杨蜜彻底豁出去了。
在她看来,自己这副任君采撷的模样,这充满暗示的言语,这足以让任何男人血脉偾张的氛围,普天之下,没有男人能够拒绝。
她甚至已经想好了,只要生米煮成熟饭,凭借自己的手腕和嘉行的资源,还怕这个男人跑了不成?他将是自己最完美的“藏品”,是嘉行未来十年最坚固的护城河。
然而,苏叶的反应,再一次让她的大脑陷入了宕机状态。
面对她近乎赤裸的引诱,苏叶的眼神没有半分波动,平静得像一潭深不见底的古井,甚至还带着一丝审视和探究。
他非但没有像杨蜜预想的那样,化身为饿狼扑上来,反而一本正经地点了点头,语气平淡得像是医院里最古板的主任医师,正在面对一个无理取闹的病人。
“看脚是吧?行,你坐到床上去,把脚放好。
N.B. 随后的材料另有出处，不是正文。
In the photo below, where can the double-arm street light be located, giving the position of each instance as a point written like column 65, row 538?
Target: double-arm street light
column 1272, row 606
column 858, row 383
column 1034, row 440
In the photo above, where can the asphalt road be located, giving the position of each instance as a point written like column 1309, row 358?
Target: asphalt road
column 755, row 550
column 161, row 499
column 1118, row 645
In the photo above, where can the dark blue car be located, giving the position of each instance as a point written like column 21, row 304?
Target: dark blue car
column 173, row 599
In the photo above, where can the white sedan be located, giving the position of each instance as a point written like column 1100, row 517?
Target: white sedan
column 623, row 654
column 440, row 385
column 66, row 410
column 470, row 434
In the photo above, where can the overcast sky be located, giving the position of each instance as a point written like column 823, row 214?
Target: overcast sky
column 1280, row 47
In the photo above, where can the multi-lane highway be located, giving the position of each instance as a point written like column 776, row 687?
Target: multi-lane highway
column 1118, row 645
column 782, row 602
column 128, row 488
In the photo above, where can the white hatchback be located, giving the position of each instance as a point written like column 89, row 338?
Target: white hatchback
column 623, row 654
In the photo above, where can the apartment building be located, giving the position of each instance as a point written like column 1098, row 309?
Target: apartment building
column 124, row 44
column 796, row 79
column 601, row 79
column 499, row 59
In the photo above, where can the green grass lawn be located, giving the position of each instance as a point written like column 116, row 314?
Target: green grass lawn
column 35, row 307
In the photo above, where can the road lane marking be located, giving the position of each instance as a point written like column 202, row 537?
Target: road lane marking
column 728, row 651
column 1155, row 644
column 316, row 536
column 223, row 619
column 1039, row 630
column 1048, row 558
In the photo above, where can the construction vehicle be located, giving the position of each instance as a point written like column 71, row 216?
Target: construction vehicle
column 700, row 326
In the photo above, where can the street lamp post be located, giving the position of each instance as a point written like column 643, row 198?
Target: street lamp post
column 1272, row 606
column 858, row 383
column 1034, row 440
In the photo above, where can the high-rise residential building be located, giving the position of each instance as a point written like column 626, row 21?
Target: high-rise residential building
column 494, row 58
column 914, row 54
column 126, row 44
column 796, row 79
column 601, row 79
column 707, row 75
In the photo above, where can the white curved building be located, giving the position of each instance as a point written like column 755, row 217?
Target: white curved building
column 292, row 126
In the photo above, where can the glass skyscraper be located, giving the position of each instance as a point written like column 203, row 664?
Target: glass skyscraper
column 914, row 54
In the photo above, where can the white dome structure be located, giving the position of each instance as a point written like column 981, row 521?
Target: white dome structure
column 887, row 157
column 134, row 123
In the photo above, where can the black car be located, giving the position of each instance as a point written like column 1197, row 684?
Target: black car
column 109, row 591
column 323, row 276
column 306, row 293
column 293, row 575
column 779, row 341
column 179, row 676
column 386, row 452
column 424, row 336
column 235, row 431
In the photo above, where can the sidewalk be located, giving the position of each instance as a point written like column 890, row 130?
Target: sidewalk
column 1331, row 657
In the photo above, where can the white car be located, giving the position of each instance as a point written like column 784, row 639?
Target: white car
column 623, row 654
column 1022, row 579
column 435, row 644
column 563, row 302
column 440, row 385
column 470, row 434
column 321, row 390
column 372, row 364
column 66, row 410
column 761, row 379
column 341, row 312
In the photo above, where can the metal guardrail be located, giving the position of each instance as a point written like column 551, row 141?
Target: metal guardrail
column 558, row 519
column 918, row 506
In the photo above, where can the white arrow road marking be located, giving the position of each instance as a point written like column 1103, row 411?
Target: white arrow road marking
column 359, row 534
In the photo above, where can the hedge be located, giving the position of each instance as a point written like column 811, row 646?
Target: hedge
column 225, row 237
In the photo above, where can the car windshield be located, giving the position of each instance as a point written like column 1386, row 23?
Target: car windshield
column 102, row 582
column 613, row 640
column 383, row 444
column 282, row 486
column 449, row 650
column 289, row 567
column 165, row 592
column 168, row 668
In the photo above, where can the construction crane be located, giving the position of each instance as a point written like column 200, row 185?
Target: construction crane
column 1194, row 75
”
“啊?”杨蜜彻底懵了。
剧本不是这么写的啊!
正常男人不应该是呼吸急促,双眼通红,然后……然后对自己做一些不可描述的事情吗?看脚?看什么脚?
“啊什么?不是你说脚扭了,疼得厉害吗?”苏叶皱了皱眉,眼神里流露出一丝“你这病人怎么不听话”的责备,仿佛完全没有get到她费尽心思营造的暧昧氛围。
杨蜜感觉自己一拳打在了棉花上,满腔的媚眼全都抛给了瞎子,一股前所未有的挫败感涌上心头。
但戏已经演到这里,她只能硬着头皮演下去。她强忍着羞耻,挪到床边坐下,将那只纤细白皙的玉足,带着一丝颤抖,放到了苏叶的面前。
苏叶转身从一个古朴的木箱里,取出了一套用锦布包裹的银针。
“嘶啦”一声,锦布展开,数十根长短不一的银针在灯光下闪烁着森然的寒光,一股肃杀之气扑面而来。
杨蜜看着那明晃晃的银针,吓得花容失色,下意识地就把那双玉足往回缩,酒意和情意都醒了一大半。
“你……你这是干什么?”
“给你治脚啊。”苏叶用一种看白痴的眼神看着她,“扭伤用针灸活血化瘀,效果最好。别动,我先给你看看是哪里的经络出了问题。”
说着,他真的就伸出手,一把抓住了杨蜜那只莹白如玉的脚丫。
杨蜜浑身猛地一颤,只觉得一股电流从脚底板瞬间窜遍全身,让她整个人都软了半边,口中差点发出一声羞人的嘤咛。
他的手指修长有力,指腹带着一层薄薄的茧,那是常年握刀留下的印记。被这双手握住,杨蜜原本还在颤栗的心,此刻却因为苏叶接下来的动作而骤然停滞。
他根本没有半分怜香惜玉,手指如同铁钳一般,捏着她的脚踝,不带任何感情色彩地,用力地按压了几个穴位。
“这里疼吗?这里呢?还有这里?”
“疼!疼疼疼!你轻点!”杨蜜疼得眼泪都快出来了,这哪里是调情,这分明是上刑!
可接下来,苏叶的动作,让她所有的旖旎心思都烟消云散,只剩下无尽的恐慌和羞耻。
只见苏叶并没有顺势向上抚摸,反而像是在查验食材新鲜度一样,将她的脚踝抬高,凑近鼻子,轻轻嗅了嗅。
下一秒,他那好看的剑眉瞬间紧锁,原本淡然的脸上,竟浮现出一丝毫不掩饰的……嫌弃?
没错!就是嫌弃!就像是看到了发霉的黄豆,或者是变质的猪肉。
杨蜜的心“咯噔”一下,一股极其不祥的预感如同潮水般涌上心头。